Il s'est dit sceptique quant à la possibilité pour le premier train du projet d'atteindre sa capacité de 6,6 millions de tonnes cette année, comme Novatek l'a déclaré.

COURSE À LA RÉSERVATION DE PÉTROLIERS

Le projet doit également relever le défi de la sécurisation des transporteurs de gaz.

Novatek a déclaré que 15 pétroliers Arc7 de classe glace, capables de traverser des glaces de 2 mètres d'épaisseur, seraient construits sur le chantier naval russe de Zvezda pour Arctic LNG 2.

Six autres pétroliers Arc7 devaient être construits par Hanwha Ocean, anciennement Daewoo Shipbuilding & Marine Engineering, dont trois commandés par la compagnie japonaise Mitsui O.S.K. Lines et trois par le principal groupe russe de pétroliers Sovcomflot.

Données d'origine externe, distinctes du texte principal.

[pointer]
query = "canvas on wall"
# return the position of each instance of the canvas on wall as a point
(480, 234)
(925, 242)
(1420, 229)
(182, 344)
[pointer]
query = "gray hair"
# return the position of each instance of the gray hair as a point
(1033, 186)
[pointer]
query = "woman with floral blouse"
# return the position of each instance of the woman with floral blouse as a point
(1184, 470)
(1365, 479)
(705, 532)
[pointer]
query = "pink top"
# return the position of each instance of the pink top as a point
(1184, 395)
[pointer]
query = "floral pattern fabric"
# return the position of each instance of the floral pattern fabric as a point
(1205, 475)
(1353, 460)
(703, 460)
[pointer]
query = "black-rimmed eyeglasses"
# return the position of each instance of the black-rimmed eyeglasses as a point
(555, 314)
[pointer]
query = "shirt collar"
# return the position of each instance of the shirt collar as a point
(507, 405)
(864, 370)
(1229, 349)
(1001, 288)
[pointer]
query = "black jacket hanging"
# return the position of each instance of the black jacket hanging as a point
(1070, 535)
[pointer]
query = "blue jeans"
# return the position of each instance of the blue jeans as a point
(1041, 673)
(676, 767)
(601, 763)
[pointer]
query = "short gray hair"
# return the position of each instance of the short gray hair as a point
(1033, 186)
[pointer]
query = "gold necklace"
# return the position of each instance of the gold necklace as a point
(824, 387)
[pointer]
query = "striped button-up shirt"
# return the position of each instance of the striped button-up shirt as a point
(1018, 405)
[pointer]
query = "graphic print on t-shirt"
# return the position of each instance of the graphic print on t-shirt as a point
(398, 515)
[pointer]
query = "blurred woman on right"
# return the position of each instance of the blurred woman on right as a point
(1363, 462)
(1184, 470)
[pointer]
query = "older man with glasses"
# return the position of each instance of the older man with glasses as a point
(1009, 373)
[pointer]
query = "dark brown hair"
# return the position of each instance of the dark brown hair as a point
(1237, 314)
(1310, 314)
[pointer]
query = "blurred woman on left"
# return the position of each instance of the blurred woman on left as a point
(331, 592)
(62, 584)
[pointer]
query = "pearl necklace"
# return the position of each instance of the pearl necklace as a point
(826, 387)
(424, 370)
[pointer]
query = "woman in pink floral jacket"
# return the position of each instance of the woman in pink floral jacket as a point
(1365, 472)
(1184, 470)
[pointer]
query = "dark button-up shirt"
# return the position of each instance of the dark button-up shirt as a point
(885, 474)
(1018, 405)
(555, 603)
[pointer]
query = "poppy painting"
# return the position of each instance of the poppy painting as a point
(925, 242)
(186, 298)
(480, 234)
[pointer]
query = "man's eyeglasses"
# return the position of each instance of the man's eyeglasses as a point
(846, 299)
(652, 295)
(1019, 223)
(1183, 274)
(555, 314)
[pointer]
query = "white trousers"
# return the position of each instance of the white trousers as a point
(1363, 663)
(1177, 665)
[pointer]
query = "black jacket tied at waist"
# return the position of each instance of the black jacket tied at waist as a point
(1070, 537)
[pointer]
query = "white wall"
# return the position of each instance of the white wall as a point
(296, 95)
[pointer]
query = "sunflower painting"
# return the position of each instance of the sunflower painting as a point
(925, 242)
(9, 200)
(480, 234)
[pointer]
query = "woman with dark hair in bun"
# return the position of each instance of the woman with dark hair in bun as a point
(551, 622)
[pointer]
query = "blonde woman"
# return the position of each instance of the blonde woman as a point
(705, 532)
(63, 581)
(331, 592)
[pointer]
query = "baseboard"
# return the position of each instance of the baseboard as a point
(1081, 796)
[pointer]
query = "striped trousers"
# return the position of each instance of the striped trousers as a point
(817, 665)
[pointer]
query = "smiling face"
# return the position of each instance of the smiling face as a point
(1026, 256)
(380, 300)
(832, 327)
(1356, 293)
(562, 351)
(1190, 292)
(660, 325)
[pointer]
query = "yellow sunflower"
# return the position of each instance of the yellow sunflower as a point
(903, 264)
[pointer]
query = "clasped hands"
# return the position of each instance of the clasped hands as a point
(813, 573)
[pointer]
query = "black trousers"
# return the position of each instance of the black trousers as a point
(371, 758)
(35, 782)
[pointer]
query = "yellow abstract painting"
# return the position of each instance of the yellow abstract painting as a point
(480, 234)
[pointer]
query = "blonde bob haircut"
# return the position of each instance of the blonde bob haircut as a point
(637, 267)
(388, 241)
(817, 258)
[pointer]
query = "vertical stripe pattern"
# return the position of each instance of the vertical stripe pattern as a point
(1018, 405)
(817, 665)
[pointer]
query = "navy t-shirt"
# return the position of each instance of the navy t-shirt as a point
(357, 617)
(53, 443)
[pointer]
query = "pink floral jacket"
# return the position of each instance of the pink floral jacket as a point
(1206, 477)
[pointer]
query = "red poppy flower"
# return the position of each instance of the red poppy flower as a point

Cependant, trois pétroliers commandés par Sovcomflot ont été annulés en raison des sanctions imposées à la Russie, a déclaré Hanwha dans des documents réglementaires.

Ronald Smith, de la société de courtage BCS Global Markets basée à Moscou, a déclaré qu'il était possible que le projet Yamal LNG, déjà opérationnel et situé à proximité, partage certains navires-citernes avec Arctic LNG 2.

"Au fil du temps, je m'attends à ce que Novatek acquière la flotte complète de pétroliers Arc7 dont elle a besoin", a-t-il déclaré. "Toutefois, cela pourrait prendre un certain nombre d'années supplémentaires par rapport au calendrier initial d'Arctic LNG 2.